# Boolean Problems

I'm trying to create a sort of cup for printing. I started with a sphere and then a smaller sphere and Boolean differenced to get a hollow sphere. Then I wanted to cut an off-center hole in the hollow sphere by using a sphere or cylinder. I tried to do this again with boolean difference but now it looks like this How do I join the two together/make faces between the two layers? Or am I just going about designing this all wrong?

I think it's better do all the modelling without thickness and, once finished, apply a "solidify" modifier that will give you the needed inner face. Also the booleans operations, as they create "bad" geometry (triangles, Ngons, no edge loops) should be avoided if possible: the image illustrate a quick way to join a circle (8 vertices) to a mesh sphere (Bridge edge loops) and the result after subsurf and solidify modifier, 2 minutes of modelling.
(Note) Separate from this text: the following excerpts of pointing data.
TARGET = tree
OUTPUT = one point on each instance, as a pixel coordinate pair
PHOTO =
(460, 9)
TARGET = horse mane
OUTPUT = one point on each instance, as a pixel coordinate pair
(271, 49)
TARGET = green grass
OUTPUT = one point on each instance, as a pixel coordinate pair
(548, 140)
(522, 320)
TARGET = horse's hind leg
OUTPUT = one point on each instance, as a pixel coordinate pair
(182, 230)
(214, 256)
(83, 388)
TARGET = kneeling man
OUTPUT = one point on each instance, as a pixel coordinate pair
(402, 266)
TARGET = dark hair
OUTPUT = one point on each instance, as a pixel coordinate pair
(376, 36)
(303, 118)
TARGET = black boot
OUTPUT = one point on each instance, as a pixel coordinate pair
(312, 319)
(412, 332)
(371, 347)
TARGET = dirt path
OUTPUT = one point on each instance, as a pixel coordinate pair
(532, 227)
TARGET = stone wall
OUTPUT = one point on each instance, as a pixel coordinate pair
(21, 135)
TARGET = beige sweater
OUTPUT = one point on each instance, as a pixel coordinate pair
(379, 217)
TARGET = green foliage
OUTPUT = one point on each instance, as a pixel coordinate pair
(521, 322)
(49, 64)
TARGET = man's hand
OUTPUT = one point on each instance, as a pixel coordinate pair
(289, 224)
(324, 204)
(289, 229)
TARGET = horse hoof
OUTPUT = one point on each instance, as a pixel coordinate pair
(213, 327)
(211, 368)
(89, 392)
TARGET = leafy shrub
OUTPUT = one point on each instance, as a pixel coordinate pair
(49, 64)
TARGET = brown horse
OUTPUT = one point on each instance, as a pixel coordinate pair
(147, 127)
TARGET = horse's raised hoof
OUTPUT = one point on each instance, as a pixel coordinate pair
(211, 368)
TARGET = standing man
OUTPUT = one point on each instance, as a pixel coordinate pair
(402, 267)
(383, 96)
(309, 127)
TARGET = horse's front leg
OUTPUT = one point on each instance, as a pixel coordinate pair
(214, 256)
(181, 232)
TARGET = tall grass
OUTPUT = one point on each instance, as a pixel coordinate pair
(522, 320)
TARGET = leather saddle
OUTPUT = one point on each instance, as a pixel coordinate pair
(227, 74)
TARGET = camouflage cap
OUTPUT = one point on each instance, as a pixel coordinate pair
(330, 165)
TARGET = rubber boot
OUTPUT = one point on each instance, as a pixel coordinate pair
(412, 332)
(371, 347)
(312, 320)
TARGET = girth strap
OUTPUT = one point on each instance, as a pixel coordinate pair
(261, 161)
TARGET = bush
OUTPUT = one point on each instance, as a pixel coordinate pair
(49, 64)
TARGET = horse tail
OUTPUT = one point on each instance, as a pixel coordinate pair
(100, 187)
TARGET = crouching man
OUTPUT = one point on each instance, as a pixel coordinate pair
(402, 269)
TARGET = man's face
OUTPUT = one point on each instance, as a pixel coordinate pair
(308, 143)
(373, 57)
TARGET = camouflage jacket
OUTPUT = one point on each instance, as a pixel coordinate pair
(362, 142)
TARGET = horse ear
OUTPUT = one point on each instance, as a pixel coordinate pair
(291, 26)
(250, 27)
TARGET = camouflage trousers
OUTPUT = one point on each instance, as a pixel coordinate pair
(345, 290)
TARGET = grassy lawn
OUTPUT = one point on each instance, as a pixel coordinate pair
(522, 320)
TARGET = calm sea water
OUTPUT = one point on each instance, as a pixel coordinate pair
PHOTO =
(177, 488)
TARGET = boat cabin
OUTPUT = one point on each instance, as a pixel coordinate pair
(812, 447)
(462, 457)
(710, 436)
Another shape obtained with the solidify + subsurf from an UV sphere:

• This is what I understood from your response i.imgur.com/PBPgfqW.png I'm not sure how to get the cut out to be more or less where I had it in the original post especially as the circle that I created doesn't exactly line up with the surface of the sphere – Leroy Jan 11 '17 at 10:57
• I'm essentially looking to model this i.imgur.com/VrI1oLx.png – Leroy Jan 11 '17 at 11:05
• Take an UV sphere, delete some top vertices, apply a solidify modifier, insert some additional loop cut near the edges, add a subsurf modifier, then rotate the mesh in the needed direction. If you want to make the cut in position you will need al lot more of geometry to get a similar result, and you will have to start with an icosphere and boolean cut it with a rotated cube. 10.000 vertices with the first method are smoother than 150.000 with the second. See my updated answer for references. – josh sanfelici Jan 11 '17 at 13:29
• To flaten the bottom, once you rotated and subdivided but before solidifying, box select some bottom vertices, scale Z zero and move in the appropriate Z location. – josh sanfelici Jan 11 '17 at 13:54

Two methods come to mind instantly. The first is manually, where you selest one or two vertices on one loop, either the inner or outer, then select a vertex (if you want the resulting face to be a triangle) or two (if you want the resulting face to be a quad), continuing aroud the the edges until the two loops are bridged. Another may require some fiddling. Select a segment of the loop around the hole in the inner sphere and a segment of the loop around the hole in the outer one, select the two edge loops, and bridge them. The fiddling will be obligatory if the inner and outer loops do not have the same number of segments.